I love seeing hardware posts on here. I often use colors other than green to differentiate revisions, however green typically has the smallest minimum web requirement which makes a difference on high density designs.
Hmmm, never thought about that. I don't think I've noticed a different minimum web requirement based on color for 0402-class and QFN stuff, but I could certainly believe it for extremely small footprints and high-density BGAs.
Where I seem to see issues with green soldermask coverage are tented vias underneath components.
The canonical example is a non-GND via underneath a QFN component with a pad. However, I have also seen issues with vias next to large pads of power transistors where the transistor can "float" around on the solder.
This seems counterintuitive since I would expect the main soldermask color to be used for more BGA-type components where the breakout vias would need to be covered properly.

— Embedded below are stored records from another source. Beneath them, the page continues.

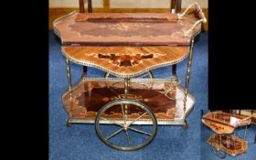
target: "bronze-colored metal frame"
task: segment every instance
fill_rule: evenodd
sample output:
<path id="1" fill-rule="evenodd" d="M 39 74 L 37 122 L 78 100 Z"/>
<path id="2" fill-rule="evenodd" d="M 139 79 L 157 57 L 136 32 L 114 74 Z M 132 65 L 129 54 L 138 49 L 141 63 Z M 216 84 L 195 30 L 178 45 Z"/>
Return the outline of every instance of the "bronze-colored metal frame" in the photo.
<path id="1" fill-rule="evenodd" d="M 106 79 L 104 78 L 83 78 L 82 80 L 90 80 L 90 81 L 99 81 L 99 80 L 106 80 Z M 109 78 L 109 80 L 112 81 L 121 81 L 123 80 L 123 78 Z M 165 81 L 165 82 L 172 82 L 173 80 L 171 78 L 169 79 L 154 79 L 154 80 L 150 80 L 150 79 L 130 79 L 130 82 L 151 82 L 151 81 Z M 75 89 L 78 85 L 78 83 L 80 83 L 80 81 L 77 82 L 77 84 L 74 85 L 73 89 Z M 176 86 L 177 89 L 179 89 L 182 92 L 185 92 L 185 89 L 183 87 L 181 87 L 181 85 Z M 69 91 L 69 90 L 68 90 Z M 66 92 L 65 91 L 65 92 Z M 187 117 L 190 112 L 193 111 L 194 109 L 194 105 L 196 103 L 196 100 L 194 98 L 194 96 L 187 91 L 187 97 L 188 97 L 189 99 L 191 99 L 191 101 L 193 101 L 193 103 L 191 104 L 191 108 L 190 110 L 187 109 L 187 112 L 184 115 L 184 118 L 182 119 L 157 119 L 157 124 L 158 125 L 187 125 L 186 123 L 186 117 Z M 67 111 L 67 109 L 64 107 L 63 104 L 63 108 L 66 111 L 67 113 L 69 113 L 69 111 Z M 116 121 L 117 123 L 121 123 L 119 122 L 118 119 L 112 119 L 113 121 Z M 94 118 L 76 118 L 76 117 L 69 117 L 67 121 L 68 124 L 70 123 L 95 123 L 95 119 Z M 109 122 L 104 122 L 105 123 L 109 123 Z M 137 121 L 136 123 L 134 123 L 134 124 L 152 124 L 150 121 L 148 120 L 140 120 Z"/>

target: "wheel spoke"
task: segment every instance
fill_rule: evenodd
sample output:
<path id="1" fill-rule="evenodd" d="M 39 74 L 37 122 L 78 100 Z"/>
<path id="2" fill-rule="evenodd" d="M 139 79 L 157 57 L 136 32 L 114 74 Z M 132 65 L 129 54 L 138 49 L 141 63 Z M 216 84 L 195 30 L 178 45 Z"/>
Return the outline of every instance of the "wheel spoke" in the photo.
<path id="1" fill-rule="evenodd" d="M 128 133 L 128 131 L 126 130 L 125 131 L 125 135 L 126 135 L 126 139 L 127 139 L 127 141 L 128 141 L 128 144 L 129 144 L 129 146 L 131 146 L 132 144 L 132 143 L 131 143 L 131 140 L 130 140 L 130 136 L 129 136 L 129 133 Z"/>
<path id="2" fill-rule="evenodd" d="M 137 133 L 140 133 L 146 134 L 146 135 L 148 135 L 148 136 L 151 136 L 151 135 L 152 135 L 151 133 L 148 133 L 144 132 L 144 131 L 141 131 L 141 130 L 137 130 L 137 129 L 133 128 L 133 127 L 129 127 L 128 129 L 133 130 L 133 131 L 137 132 Z"/>
<path id="3" fill-rule="evenodd" d="M 125 115 L 124 115 L 124 111 L 123 111 L 123 105 L 121 104 L 121 108 L 122 108 L 122 114 L 123 114 L 123 121 L 124 121 L 124 123 L 126 123 L 126 118 L 125 118 Z"/>
<path id="4" fill-rule="evenodd" d="M 143 74 L 143 75 L 141 75 L 141 76 L 137 77 L 137 79 L 142 79 L 142 78 L 146 77 L 146 76 L 147 76 L 147 74 L 146 74 L 146 73 L 144 73 L 144 74 Z"/>
<path id="5" fill-rule="evenodd" d="M 147 112 L 144 112 L 144 114 L 142 114 L 142 115 L 139 116 L 138 118 L 136 118 L 135 120 L 133 120 L 132 123 L 130 123 L 128 124 L 128 126 L 131 125 L 132 123 L 135 123 L 136 121 L 138 121 L 140 118 L 142 118 L 143 116 L 144 116 L 146 113 L 147 113 Z"/>
<path id="6" fill-rule="evenodd" d="M 122 124 L 117 123 L 115 123 L 115 122 L 113 122 L 113 121 L 112 121 L 112 120 L 108 120 L 108 119 L 103 118 L 103 117 L 101 117 L 101 119 L 102 119 L 102 120 L 104 120 L 104 121 L 107 121 L 107 122 L 109 122 L 109 123 L 113 123 L 113 124 L 116 124 L 116 125 L 119 125 L 119 126 L 123 127 Z"/>
<path id="7" fill-rule="evenodd" d="M 123 128 L 120 128 L 118 131 L 116 131 L 115 133 L 113 133 L 112 135 L 110 135 L 109 137 L 106 138 L 106 140 L 109 140 L 111 138 L 112 138 L 113 136 L 115 136 L 116 134 L 118 134 L 119 133 L 121 133 L 123 130 Z"/>

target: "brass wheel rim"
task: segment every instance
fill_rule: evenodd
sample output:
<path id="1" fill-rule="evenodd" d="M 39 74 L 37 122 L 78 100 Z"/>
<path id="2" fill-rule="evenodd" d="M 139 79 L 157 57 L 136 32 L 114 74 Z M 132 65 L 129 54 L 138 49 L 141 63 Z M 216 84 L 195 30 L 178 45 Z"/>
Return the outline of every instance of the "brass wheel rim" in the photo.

Nevertheless, experience suggests otherwise.
I finally got fed up once and ordered the same PCB with green soldermask for one batch and blue for another. The green ones had some via coverage fails; the blue ones didn't have any. Since then, I've just avoided green soldermask unless I'm going for uber-volume levels of PCBs.
Where I seem to see issues with green soldermask coverage are tented vias underneath components.
The canonical example is a non-GND via underneath a QFN component with a pad. However, I have also seen issues with vias next to large pads of power transistors where the transistor can "float" around on the solder.
This seems counterintuitive since I would expect the main soldermask color to be used for more BGA-type components where the breakout vias would need to be covered properly. Nevertheless, experience suggests otherwise.
I finally got fed up once and ordered the same PCB with green soldermask for one batch and blue for another. The green ones had some via coverage fails; the blue ones didn't have any. Since then, I've just avoided green soldermask unless I'm going for uber-volume levels of PCBs.